Zaman Sokağının Dönemeci

Zaman Sokağının Dönemeci

Yepyeni bir ay ve zamanın her yeni bir anda tanımı… Yalan söylemeyeceğim kar tanelerinin her birinin bir melek tarafından toprağa vuslatının muhteşemliği dışında kış aylarını sevmiyorum. Haziranın ortasında doğmuş bir çocuk olarak beynimdeki serotonin düzeyim güneşe aşık diyebilirim. Karanlık ve soğuk, sıcacık yorganı üstüme çekip zamandan soyutlanma isteğimi çağırıyor.

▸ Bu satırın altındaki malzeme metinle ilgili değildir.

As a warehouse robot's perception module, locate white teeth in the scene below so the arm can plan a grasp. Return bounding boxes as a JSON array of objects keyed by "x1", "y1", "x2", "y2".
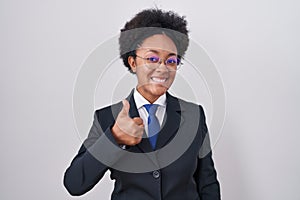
[{"x1": 151, "y1": 77, "x2": 167, "y2": 83}]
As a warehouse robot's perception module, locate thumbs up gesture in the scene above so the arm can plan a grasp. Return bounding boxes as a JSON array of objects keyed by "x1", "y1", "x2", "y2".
[{"x1": 111, "y1": 99, "x2": 144, "y2": 146}]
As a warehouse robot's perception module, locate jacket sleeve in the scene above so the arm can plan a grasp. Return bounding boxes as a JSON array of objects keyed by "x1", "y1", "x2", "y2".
[
  {"x1": 194, "y1": 107, "x2": 221, "y2": 200},
  {"x1": 64, "y1": 111, "x2": 123, "y2": 196}
]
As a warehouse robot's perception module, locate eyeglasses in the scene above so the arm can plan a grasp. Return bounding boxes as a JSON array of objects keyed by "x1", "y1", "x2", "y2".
[{"x1": 136, "y1": 53, "x2": 181, "y2": 71}]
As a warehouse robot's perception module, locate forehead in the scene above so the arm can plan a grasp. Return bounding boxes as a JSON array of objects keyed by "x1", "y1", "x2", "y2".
[{"x1": 137, "y1": 34, "x2": 177, "y2": 54}]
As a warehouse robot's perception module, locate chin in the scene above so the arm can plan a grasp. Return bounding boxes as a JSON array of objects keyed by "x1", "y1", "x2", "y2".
[{"x1": 151, "y1": 84, "x2": 169, "y2": 96}]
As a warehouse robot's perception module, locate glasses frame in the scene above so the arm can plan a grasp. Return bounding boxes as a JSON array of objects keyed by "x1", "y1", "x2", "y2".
[{"x1": 135, "y1": 54, "x2": 182, "y2": 71}]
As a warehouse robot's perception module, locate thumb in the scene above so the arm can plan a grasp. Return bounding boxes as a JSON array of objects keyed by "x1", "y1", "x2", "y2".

Zaman, zaman, zaman… Bazen geçmek bilmeyen; bazen üzerinden, ömründen geçip giden ama hep kendi yolundan akan zaman. Bilirsiniz, gece yastığa başını koyduğunda yaptıkların, söylediklerin gelir aklına. Kendini tartarsın, hata yaptım veya iyi ki yapmışım dersin ya hani. Ben de bazen geceleri durup geçmişi bir gözden geçirmek isterim. Fotoğraf çekmeyi ve ânı kaydetmeyi çok sevdiğimden midir bilmem galerimi geçmişe doğru tararım. O anları tararken zihnimde olaylar tekrardan canlanır. Ama üzerinden vakit geçtikçe o anlar da yavaş yavaş silinir. Bu yüzden anları kayıt altına almak için yazmayı tercih ederim. Mesela soğuk bir kış gününde eski usul taş fırından yeni çıkmış, sıcacık buğday lavaşının ellerimdeki müthiş samimiyetini ve damağımdaki leziz tadını bir hikayede kayıt altına almalıyım demiştim. O ânı herkese tattırmak, sokaktaki ekmek kokusunu herkes bilsin istemiştim. Ama henüz bir hikaye yazmak için kollarımı sıvayamadım. Bilmiyorum bence istemek yetmiyor. Fikrin ruhta, zihinde olgunlaşması gerekiyor. Huyum bu, aklıma bir şey geldiğinde hemen harekete geçmek yerine zihnimin bir köşesinde bekletip ara ara harmanlıyorum, birilerine anlatıp vücut bulmasını sağlıyorum, en son şevk ve heyecanını ekip gün yüzüne çıkartıyorum. Yaptığım birçok şeyde bazen durup düşünesim geliyor. Kendimi tanımayı, neyi, nasıl yaptığımı düşünmeyi seviyorum. Ve bence insan şu kısacık ömründe sadece kendini keşfetmeye çıksa dahi zamanını yetiremeyecekken diğer insanları nasıl tanıyabilsin.  Belki de ayna misali, diğer insanlara bakarken insan kendini tanımaya adım adım yaklaşıyor. Bazen şahit olduğu olaylar karşısında bilincinin dışında olarak empati kuruyor . Evladı hastalanmış bir anneyi görünce kendini annenin yerine koyuyor, iki aşığın hasretini görünce gözyaşlarına engel olamıyor. Belki de bu yüzden filmleri izliyor, kitapları okuyoruz. Yaşanan her bir hikayede kendimizi sorgulayıp, kendimizi tanımaya bir adım daha yaklaşıyoruz. Zaman geçiyor, biz kendimize bazen yaklaşıp bazen uzaklaşıyoruz. Kar taneleri güneşin alnında ışıldayıp yok oluyor, kahverengi toprak yemyeşil yaprakların göğe tırmanışına usulca yol veriyor. Sıcacık ekmekler soğuk rüzgâra karşı koyamayıp soğuyor, sertleşiyor. Annenin gözyaşları siliniyor, aşıklar vuslata eriyor, güller açıyor… Ne kalıyor geride? İşte insan bunu sormalı kendine. Her şey bitip gittiğinde ne kalacak veya ne kalmalı geride?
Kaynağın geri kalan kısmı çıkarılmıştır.